Skipping block creation under certain conditions allows to save on storage and processing power of the nodes. Unlike normal blocks, block skips are not recorded in the blockchain forever; instead, the nodes store only the latest skip if it corresponds to the newest blockchain height. If a node accepts a normal block, it erases the skip.

If there are no transactions in the network for a prolonged period of time, block skips provide tangible reduction in storage space compared to constantly creating empty blocks.

Note

A curious reader may wonder why the consensus algorithm does not just halt when there are no transactions. The answers lies in the partial network synchronicity assumption underpinning the consensus algorithm. This assumption means that a situation where nodes do not exchange messages is indistinguishable with the situation where nodes are not connected! Thus, block skips provide the “heartbeat” for the network.

Another reason to use block skips is that they allow to actualize proofs regarding the blockchain state. Since block skips are stored similarly to empty blocks, it is possible to tie a Merkle proof to the newest skip instead of the newest normal block.

Customizable Proposal Logic

Warning

Just like block skips, customizing proposal logic is experimental and need to be explicitly switched on. Consult node docs for more details.

The positive effect of block skips is enhanced by the ability of nodes to customize the logic how they form block proposals. For example, nodes may whitelist / blacklist transactions by the sender, prioritize transactions by the addressed service or other parameters, implement more flexible transaction limits, and so on.

Unbounded Rounds

Rounds have a fixed start time but they do not have a definite end time (a round ends only when the next block is received). This helps decrease delays when the network connection among validators is unstable.

Assume that consensus messages from a certain round need to be processed within the round. If the state of the network deteriorates, the network might not manage to accept the proposal until the end of the round. Then in the next round the entire process of nominating a proposal and voting for it must begin again. The timeout of the next round should be increased so that the block could be accepted during the new round timeout with a poor network connectivity.

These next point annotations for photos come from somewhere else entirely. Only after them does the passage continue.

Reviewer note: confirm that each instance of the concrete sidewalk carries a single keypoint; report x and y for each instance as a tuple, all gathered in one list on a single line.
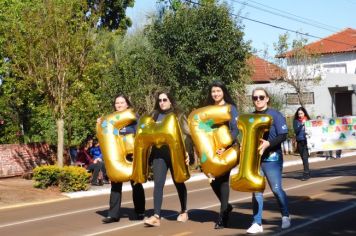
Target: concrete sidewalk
[(289, 160)]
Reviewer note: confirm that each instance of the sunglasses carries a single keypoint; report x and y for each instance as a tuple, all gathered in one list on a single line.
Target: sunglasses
[(261, 98), (163, 100)]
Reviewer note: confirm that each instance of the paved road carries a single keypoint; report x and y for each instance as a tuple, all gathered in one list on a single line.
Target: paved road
[(324, 205)]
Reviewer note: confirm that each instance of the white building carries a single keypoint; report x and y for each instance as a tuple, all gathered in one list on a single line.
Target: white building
[(331, 89)]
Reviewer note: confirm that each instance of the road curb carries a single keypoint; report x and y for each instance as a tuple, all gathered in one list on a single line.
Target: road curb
[(102, 190)]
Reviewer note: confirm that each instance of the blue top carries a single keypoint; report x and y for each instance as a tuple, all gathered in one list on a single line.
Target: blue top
[(95, 152), (299, 130), (278, 127), (233, 123), (130, 129)]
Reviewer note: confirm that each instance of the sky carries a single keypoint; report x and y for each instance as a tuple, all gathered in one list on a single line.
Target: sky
[(319, 18)]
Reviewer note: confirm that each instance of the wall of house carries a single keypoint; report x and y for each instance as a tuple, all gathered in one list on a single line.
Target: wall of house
[(337, 63), (347, 59), (323, 93)]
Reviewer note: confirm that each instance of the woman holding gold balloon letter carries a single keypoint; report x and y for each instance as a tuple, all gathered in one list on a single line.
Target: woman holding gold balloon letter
[(161, 161), (122, 103), (271, 161), (219, 95)]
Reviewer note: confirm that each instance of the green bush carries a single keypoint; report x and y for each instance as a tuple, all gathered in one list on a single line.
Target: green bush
[(73, 178), (46, 176), (68, 178)]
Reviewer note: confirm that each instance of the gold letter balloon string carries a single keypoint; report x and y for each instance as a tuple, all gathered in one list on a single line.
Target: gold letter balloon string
[(248, 178), (150, 133), (115, 147), (208, 140)]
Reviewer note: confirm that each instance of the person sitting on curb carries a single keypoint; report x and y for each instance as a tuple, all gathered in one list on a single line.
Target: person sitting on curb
[(85, 160)]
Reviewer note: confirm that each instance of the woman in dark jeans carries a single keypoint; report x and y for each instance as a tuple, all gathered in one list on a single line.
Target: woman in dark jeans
[(161, 161), (300, 116)]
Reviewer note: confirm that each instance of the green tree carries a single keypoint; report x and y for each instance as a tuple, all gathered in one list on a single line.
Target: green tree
[(138, 70), (47, 44), (112, 13), (204, 43)]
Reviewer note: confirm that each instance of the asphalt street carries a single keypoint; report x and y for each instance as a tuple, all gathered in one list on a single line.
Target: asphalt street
[(323, 205)]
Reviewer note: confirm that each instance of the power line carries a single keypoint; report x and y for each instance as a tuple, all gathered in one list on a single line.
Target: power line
[(278, 27), (292, 16)]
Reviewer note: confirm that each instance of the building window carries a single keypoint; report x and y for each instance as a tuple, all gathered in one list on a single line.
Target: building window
[(292, 98), (335, 68)]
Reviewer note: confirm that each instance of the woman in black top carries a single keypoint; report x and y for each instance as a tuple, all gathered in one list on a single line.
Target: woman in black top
[(161, 161), (219, 95), (122, 103)]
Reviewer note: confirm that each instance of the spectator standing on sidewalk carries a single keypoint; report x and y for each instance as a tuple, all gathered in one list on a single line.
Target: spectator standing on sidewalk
[(300, 116)]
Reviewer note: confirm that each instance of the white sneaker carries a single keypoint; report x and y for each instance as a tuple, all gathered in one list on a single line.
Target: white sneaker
[(255, 229), (286, 222)]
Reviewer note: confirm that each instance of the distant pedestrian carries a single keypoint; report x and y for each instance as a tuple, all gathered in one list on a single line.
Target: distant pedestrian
[(300, 117)]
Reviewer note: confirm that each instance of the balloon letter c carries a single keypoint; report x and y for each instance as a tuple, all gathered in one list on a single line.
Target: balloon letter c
[(248, 178), (208, 140), (167, 132)]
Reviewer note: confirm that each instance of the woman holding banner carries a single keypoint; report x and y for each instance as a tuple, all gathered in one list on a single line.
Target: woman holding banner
[(300, 116), (122, 103), (271, 161), (161, 161)]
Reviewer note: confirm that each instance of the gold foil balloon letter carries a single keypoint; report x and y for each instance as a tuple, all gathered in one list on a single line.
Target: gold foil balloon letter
[(167, 132), (208, 140), (115, 147), (252, 127)]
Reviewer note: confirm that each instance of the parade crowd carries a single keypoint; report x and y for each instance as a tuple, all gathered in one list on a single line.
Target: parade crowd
[(90, 157)]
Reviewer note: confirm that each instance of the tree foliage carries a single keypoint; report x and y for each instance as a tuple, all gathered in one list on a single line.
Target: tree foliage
[(112, 13), (204, 43), (47, 45)]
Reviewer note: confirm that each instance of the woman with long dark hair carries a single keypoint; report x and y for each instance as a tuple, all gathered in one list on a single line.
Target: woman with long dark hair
[(271, 161), (121, 103), (219, 95), (300, 116), (161, 161)]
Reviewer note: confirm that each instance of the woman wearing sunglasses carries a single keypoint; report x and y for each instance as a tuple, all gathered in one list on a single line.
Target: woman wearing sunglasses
[(271, 161), (161, 161), (219, 95)]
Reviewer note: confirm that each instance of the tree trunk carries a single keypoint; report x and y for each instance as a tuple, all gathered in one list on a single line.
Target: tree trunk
[(60, 142)]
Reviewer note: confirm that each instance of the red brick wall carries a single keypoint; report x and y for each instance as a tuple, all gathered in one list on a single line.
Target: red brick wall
[(18, 159)]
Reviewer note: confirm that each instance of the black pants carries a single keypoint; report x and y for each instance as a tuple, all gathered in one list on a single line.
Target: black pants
[(95, 168), (160, 169), (138, 196), (304, 154), (221, 189)]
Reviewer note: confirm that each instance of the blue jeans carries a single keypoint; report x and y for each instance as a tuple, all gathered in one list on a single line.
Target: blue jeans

The need to repeat anew the work that has already been done and increase in the timeout would lead to additional delays in accepting the block proposal.

In contrast to the case discussed in the previous paragraph, the absence of a fixed round end in Exonum allows the system to accept the proposal with a minimum necessary delay.

Work Split

Propose messages include only transactions hashes. (Transactions are included directly into BlockResponse messages.) Furthermore, transactions execution is delayed; transactions are applied only at the moment when a node locks on a Propose.

Delayed transactions processing reduces the negative impact of malicious nodes on the system throughput and latency. Indeed, it splits transactions processing among the stages of the algorithm:

  • On the prevote stage, validators only ensure that a list of transactions included in the proposal is correct (the validator checks that all the transactions in the Propose are already stored by this node. Correctness of a transaction is verified when the transaction is received; nodes do not store incorrect transactions.)
  • On the precommit stage, validators apply the transactions to the current blockchain state
  • On the commit stage, validators ensure that they achieved the same state after applying the transactions in the proposal

If a Byzantine validator sends out proposals with a different transactions order to different validators, the validators do not need to spend time checking the order and applying the transactions on the prevote stage. A different transactions order will be detected when comparing the propose_hash received in the prevote messages from other validators and the propose_hash received in the proposal message.

Thus, the split of work helps reduce the negative impact of Byzantine nodes on the overall system performance.

Requests Algorithm

Requests algorithm allows a validator to restore any consensus info from other validators. This has a positive effect on system liveness.